First we have what I call, "The Twilight Zone." Har har.
Disclaimer: I'm not trying to fart all over Twilight, here. I haven't even read it; I don't have the right. But, let's be honest. After Twilight, a sector of the YA market exploded. Suddenly, focus shifted to the paranormal romances, the love triangles, the star-cross-ed-ness of said love triangles, and the abundance of hot people. After The Hunger Games, that focus expanded to include dystopian societies, their star-crossed-lover-triangles, and also their hot people. THESE ARE NOT INHERENTLY BAD THINGS. They are tried and true in marketing. We eat this stuff up. We have the potential to find great reads, here.
The truth of the matter is, however, that this is not usually my kind of "great read." I don't instinctively gravitate toward romance. I roll my eyes at most supernatural beings. I'm okay with hot people, I guess, but what about the rest of us?

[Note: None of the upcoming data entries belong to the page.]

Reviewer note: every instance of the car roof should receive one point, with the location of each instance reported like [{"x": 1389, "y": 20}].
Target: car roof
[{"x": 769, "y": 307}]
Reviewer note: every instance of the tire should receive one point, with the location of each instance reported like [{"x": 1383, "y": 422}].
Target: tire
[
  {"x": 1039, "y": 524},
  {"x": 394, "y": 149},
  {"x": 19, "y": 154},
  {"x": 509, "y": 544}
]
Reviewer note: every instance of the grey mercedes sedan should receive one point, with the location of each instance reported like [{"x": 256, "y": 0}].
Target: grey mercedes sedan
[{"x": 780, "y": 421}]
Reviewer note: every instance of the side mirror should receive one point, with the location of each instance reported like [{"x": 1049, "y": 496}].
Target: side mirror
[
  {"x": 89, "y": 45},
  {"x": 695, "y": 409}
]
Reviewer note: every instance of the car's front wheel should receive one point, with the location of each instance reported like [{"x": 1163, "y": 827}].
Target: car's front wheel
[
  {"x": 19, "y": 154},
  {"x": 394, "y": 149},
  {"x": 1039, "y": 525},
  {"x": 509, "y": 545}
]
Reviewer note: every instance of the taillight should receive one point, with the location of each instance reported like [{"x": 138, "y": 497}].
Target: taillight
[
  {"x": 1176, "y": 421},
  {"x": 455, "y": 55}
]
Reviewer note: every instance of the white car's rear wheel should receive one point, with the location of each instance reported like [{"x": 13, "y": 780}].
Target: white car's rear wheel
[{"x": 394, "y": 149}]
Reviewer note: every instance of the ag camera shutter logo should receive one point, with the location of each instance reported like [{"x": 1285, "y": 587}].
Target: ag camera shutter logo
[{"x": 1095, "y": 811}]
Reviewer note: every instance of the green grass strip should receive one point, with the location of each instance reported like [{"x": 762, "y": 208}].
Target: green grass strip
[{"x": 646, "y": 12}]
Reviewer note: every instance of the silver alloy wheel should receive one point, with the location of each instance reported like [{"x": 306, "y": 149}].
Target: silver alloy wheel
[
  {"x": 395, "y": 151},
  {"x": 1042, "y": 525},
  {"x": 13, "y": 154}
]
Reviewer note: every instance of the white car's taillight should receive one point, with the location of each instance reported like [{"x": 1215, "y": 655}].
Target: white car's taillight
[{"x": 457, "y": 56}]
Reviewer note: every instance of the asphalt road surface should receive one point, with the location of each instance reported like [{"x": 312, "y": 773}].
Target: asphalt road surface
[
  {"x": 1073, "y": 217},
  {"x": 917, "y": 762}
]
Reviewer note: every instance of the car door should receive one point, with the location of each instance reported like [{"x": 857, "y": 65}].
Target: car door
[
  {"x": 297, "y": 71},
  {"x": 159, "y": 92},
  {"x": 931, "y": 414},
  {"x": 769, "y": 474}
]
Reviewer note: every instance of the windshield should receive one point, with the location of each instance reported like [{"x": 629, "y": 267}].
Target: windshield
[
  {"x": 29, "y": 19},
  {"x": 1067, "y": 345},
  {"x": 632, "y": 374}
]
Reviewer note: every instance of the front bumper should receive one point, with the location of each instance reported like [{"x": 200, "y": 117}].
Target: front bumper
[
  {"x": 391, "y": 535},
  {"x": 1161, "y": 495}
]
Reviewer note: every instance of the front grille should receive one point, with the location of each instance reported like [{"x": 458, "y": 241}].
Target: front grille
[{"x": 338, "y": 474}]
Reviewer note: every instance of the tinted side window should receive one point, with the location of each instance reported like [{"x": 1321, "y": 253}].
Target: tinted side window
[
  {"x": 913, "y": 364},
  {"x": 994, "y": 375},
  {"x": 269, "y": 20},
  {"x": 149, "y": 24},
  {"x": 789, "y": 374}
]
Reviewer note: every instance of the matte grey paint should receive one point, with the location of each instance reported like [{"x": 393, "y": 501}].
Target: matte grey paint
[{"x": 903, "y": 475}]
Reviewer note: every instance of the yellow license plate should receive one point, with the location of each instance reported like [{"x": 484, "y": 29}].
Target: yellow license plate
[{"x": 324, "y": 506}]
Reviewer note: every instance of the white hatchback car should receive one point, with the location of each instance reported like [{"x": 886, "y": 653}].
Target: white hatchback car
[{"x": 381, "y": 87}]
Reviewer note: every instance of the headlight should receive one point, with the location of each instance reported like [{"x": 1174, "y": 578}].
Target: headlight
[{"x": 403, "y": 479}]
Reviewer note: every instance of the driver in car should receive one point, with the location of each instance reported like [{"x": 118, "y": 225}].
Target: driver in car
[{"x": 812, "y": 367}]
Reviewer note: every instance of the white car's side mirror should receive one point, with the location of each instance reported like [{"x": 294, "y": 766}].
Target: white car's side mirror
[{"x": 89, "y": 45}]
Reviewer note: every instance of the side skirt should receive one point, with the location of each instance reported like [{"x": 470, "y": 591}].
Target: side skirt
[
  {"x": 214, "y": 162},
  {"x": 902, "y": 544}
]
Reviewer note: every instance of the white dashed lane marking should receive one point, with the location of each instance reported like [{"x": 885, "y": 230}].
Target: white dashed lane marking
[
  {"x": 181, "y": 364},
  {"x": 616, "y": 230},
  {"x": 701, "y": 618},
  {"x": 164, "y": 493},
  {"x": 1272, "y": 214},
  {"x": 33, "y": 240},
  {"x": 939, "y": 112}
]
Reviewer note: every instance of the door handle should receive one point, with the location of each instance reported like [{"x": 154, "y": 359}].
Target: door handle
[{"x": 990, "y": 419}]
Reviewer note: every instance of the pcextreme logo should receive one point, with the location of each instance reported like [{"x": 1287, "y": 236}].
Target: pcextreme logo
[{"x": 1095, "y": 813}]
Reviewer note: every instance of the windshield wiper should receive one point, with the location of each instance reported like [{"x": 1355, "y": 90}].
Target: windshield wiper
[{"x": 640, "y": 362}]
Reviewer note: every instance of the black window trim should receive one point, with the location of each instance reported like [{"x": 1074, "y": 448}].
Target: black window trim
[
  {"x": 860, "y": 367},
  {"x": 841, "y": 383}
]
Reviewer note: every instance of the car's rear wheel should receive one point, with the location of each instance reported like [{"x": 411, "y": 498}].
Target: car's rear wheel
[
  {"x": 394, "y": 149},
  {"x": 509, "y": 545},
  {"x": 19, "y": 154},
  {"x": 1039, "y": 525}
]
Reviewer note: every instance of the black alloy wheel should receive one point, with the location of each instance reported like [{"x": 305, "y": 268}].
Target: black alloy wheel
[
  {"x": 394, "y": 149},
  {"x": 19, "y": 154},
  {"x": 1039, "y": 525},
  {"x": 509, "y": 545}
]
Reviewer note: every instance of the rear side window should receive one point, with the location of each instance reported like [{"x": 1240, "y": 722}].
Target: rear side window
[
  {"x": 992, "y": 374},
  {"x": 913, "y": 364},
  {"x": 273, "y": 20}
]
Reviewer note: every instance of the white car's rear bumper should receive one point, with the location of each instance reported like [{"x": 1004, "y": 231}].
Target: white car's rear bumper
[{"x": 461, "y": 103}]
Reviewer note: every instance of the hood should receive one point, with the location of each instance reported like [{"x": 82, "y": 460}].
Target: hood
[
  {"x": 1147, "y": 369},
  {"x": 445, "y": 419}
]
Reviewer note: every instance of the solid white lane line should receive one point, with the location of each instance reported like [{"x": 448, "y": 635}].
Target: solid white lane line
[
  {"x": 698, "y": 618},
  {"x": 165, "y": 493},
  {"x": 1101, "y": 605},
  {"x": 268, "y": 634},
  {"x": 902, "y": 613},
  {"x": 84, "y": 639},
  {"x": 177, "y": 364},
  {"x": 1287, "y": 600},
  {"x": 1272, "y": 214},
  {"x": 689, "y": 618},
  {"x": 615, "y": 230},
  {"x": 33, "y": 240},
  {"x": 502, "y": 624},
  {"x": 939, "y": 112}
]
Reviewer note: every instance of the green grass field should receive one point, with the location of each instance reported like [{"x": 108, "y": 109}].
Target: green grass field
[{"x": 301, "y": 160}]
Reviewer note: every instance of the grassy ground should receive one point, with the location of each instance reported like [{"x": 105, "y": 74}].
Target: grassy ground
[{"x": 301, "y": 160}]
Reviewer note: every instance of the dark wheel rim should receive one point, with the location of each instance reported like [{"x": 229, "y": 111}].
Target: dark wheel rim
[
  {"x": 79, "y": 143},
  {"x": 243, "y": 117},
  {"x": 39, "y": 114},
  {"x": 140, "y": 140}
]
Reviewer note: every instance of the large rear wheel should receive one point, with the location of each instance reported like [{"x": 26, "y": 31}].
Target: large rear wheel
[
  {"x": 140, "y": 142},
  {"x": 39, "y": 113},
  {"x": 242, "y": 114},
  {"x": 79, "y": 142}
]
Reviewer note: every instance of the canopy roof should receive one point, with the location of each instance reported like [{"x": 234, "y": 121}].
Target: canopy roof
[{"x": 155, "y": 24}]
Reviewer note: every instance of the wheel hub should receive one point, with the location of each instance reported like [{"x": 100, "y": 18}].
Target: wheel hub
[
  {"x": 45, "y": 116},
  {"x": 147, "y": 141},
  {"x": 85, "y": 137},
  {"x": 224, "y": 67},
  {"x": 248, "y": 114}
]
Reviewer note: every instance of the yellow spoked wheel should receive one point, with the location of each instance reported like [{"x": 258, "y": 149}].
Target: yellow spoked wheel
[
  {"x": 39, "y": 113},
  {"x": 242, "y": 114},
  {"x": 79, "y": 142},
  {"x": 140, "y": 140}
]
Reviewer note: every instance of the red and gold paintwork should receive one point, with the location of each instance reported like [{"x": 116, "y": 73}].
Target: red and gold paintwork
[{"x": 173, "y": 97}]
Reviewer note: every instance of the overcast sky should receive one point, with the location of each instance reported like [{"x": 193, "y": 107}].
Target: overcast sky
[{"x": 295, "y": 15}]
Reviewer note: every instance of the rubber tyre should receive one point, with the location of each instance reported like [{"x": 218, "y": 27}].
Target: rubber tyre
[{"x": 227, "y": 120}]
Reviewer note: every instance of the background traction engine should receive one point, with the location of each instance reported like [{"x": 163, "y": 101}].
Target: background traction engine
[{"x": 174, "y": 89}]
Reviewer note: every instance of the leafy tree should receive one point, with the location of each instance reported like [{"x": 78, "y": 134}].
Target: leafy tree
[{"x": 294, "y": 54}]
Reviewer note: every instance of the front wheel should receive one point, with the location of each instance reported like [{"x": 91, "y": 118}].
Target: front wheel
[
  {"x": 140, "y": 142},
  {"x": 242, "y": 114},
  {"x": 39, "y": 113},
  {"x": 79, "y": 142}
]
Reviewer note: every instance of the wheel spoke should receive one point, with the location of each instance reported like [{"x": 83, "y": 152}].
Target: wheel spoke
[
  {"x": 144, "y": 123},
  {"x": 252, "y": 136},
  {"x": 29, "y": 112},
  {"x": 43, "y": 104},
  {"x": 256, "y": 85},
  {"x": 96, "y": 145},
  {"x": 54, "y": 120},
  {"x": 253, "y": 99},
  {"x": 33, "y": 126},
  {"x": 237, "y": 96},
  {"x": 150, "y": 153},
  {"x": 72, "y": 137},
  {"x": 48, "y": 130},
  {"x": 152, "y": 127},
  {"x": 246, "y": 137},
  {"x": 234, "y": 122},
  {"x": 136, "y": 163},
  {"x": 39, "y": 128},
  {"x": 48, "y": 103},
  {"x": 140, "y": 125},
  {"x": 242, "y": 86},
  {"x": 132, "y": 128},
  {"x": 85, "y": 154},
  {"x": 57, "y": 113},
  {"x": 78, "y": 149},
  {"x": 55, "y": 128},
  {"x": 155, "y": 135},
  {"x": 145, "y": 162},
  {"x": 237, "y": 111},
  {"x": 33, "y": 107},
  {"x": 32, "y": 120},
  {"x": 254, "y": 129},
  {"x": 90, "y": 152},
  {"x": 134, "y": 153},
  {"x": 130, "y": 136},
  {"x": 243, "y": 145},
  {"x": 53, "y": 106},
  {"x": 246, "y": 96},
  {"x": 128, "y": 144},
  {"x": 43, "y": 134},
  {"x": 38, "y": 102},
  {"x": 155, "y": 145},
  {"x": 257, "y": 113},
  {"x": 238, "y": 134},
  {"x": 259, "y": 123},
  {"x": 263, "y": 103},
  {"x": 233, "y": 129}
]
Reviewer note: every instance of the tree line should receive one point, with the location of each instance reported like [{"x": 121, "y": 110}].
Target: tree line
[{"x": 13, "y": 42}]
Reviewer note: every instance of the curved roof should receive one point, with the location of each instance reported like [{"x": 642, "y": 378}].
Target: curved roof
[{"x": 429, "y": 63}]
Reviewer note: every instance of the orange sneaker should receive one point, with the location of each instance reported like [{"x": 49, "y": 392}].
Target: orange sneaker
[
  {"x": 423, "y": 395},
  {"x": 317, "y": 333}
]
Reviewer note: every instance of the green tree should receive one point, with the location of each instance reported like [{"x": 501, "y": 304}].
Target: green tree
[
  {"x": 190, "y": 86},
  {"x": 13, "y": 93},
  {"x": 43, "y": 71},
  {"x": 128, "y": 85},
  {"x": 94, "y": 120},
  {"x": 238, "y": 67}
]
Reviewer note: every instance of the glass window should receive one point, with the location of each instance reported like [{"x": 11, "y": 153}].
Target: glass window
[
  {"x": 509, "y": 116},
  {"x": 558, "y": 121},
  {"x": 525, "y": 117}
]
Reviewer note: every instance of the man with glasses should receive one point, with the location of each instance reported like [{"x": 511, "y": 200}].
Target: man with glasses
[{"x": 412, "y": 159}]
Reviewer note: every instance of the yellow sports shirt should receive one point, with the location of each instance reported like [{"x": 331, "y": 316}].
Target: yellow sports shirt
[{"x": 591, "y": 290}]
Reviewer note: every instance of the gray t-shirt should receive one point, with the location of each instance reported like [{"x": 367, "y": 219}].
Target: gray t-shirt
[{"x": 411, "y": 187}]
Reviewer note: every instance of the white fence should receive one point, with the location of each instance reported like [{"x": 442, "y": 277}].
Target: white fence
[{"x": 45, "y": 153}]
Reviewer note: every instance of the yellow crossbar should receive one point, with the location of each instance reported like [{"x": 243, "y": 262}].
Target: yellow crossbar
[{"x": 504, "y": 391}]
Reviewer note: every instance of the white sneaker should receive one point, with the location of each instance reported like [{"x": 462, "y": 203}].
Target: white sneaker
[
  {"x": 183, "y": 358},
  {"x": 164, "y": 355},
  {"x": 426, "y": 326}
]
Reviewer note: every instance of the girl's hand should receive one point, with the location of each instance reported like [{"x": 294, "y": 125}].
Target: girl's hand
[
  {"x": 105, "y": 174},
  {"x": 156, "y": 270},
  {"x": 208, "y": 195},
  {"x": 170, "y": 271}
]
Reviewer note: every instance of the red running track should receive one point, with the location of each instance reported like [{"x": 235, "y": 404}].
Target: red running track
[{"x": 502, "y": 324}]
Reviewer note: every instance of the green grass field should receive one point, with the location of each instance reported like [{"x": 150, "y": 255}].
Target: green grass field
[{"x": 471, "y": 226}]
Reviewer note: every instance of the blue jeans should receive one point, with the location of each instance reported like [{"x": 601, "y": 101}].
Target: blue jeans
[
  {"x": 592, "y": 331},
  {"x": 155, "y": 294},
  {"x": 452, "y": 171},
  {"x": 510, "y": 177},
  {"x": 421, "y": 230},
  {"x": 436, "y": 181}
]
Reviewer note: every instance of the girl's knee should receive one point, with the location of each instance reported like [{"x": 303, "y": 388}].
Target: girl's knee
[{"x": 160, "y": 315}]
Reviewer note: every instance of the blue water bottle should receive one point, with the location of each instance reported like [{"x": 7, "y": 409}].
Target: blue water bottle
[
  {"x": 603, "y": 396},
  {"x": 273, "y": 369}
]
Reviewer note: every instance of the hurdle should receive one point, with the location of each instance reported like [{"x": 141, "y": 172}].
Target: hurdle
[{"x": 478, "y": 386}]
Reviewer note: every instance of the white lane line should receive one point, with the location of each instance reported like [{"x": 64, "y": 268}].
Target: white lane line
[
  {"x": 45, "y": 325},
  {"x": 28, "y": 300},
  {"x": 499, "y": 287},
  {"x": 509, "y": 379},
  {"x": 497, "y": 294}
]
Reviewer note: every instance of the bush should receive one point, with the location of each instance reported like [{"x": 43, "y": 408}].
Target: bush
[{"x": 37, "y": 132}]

And, frankly, dystopia is hanging on by its over-worked, under-fed fingernails {assuming humans are still allowed fingernails}.
This is what I would consider the popular YA world. Nothing wrong with it. Lots of people love it.
I tend to have a hard time with it.
The second route is, as Misha said in her comment last week,
"YA that doesn't try to be YA."
{Meaning, I think, the fads in YA.}
These are the books that I feel would have existed anyway, without the great big door being opened {I like the door, I promise I do. I just don't spend most of my time... standing in it}. I would place The Hunger Games here, though some might disagree. Harry Potter lives here. I would include recent classics like The Book Thief {seriously, who needs a fictional dystopian society when you could have Nazi Germany?}. Probably anything by John Green. Or Laini Taylor. Or Patrick Ness.
Books that came before the explosion belong here, too, of course. The Giver. I Capture the Castle. Life of Pi. The Goose Girl. Narnia.
{I have to come clean with my affinity for middle-grade. That might be why I have a hard time with the heavy romances. Friendship resonates clearer with me. I like for characters, even characters who end up in love, to have somewhat level heads.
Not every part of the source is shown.